Let all "r" variables be allocated in registers and ignore the
effect of instruction fetches.
rsum = 0.0
do rj = 1 to 1024 {
do ri = 1 to 1024 {
rsum = rsum + Bucky[ri,rj]
}}
do rj = 1 to 1024 {
do ri = 1 to 1024 {
Bucky[ri,rj] = 0.0
}}
Assume this program fragment executes on a system with a data cache that is
only 512 bytes large and uses 32-byte blocks. State
any additional assumptions you need to make.
- How many misses will this program suffer?
- Write a new program that suffers many fewer misses.
(The best answer suffers fewer than 1/10th the misses).
- How many misses does your improved program suffer?
- (8 points)
Perform the following IEEE Single-Precision Floating-Point subtraction.
Use standard rounding (to nearest, with even as tie-breaker). Show your
work. Put your final answer back into hexadecimal.
0xc67ff800
- 0x407ff800
-------------
- (4 points)
A computer system has two levels of cache, called L1 and L2.
If an access misses in the L1 cache, the access request is
sent to the L2 cache.
If the L2 cache misses, then the access request is sent to main
memory.
Assume the following cache access parameters to show the work
in calculating
the average memory access time (AMAT) for this computer system.
- TL1 is 2 nsec
- TL2 is 20 nsec
- Tmain memory is 100 nsec
- Of all memory requests, 98.2% hit in the L1 cache.
- Of all requests sent to the L2 cache, 75% hit
- (6 points)
Identify every dependency (read-after-write, write-after-read,
write-after-write and control) in the following code fragment.
Classify each dependency as a data dependency or a control dependency.

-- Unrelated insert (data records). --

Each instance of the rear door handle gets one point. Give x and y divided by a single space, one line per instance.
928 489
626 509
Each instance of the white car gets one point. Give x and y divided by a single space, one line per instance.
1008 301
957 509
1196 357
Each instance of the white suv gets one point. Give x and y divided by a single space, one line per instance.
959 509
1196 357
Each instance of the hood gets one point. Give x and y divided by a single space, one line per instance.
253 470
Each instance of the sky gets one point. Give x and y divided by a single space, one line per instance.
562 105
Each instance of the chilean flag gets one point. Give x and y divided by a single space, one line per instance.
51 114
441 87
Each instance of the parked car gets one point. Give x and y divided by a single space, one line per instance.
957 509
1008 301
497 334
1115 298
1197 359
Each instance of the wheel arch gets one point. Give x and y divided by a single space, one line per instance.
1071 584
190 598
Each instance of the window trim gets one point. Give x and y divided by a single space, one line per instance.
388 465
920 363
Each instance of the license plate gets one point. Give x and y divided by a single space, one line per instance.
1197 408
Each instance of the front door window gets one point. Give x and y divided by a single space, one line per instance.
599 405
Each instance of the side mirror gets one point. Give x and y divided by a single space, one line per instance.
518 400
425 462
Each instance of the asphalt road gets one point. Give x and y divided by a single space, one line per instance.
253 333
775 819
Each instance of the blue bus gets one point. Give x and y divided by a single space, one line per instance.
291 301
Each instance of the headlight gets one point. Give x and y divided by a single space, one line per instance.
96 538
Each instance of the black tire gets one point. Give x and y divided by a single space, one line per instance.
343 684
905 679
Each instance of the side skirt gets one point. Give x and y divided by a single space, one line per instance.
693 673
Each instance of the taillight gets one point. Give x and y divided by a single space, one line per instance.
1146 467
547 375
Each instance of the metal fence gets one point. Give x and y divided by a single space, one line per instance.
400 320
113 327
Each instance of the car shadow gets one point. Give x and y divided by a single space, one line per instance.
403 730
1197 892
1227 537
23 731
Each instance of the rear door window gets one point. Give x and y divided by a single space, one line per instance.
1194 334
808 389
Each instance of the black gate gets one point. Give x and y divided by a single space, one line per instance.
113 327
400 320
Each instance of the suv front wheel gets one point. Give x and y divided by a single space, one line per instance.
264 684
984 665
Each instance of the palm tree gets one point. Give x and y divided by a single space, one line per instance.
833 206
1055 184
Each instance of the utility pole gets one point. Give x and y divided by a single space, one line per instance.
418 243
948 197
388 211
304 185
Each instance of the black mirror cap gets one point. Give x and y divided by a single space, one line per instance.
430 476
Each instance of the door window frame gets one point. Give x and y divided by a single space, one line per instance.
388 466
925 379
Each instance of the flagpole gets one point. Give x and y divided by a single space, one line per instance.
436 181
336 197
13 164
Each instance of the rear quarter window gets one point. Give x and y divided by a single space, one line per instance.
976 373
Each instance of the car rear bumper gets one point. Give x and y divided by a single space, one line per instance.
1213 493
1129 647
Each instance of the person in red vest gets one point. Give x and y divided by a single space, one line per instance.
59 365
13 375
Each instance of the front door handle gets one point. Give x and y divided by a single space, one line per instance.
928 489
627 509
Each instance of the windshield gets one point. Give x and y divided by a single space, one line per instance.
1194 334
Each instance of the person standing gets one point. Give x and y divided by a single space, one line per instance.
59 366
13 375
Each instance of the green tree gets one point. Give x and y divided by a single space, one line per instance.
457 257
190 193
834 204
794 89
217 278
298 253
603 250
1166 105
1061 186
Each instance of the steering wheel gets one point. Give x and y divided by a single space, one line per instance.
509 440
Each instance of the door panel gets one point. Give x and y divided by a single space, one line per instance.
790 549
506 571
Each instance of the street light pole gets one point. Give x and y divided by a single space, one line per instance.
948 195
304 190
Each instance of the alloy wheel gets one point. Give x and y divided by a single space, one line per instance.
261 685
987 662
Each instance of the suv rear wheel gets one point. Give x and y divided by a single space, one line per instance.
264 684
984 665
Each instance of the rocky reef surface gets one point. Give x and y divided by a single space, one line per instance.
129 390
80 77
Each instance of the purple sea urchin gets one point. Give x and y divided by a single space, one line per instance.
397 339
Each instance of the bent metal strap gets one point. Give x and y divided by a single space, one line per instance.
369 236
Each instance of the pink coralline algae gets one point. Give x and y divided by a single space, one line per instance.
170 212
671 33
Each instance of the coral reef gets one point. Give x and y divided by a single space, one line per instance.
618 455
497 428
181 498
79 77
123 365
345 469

For each dependency, tell whether it would cause a stall (pipeline
hole) for the 5-stage MIPS pipeline presented in class.
addi $12, $13, $11
lw $13, 4($12)
and $8, $8, $12
sub $8, $10, $11
- (8 points)
Assume the MIPS 5-stage pipeline is to be executing
the following MIPS RISC R2000 code
lw $t0, 16($sp)
add $t1, $t0, $t3
sw $t1, 4($sp)
addi $t4, $t4, 1
A. Identify any data dependencies in this code that would cause
a stall (hole, bubble) in the pipeline.
B. Draw a diagram of the MIPS 5-stage pipeline, showing the
execution of this MIPS RISC R2000 code fragment.
- (6 points)
You are a computer designer considering how to make your design run
faster. For some important customer programs, your base design
currently spends 25% of time doing floating-point addition and
10% doing floating-point multiplication. You know:
(a) a good method to make addition twice as fast and
(b) another method to overlap multiplication
with other things (making its contribution execution time be zero).
- What are the overall speedup for (a) and (b) separately?
- If you could use only one, which one would you use? Why?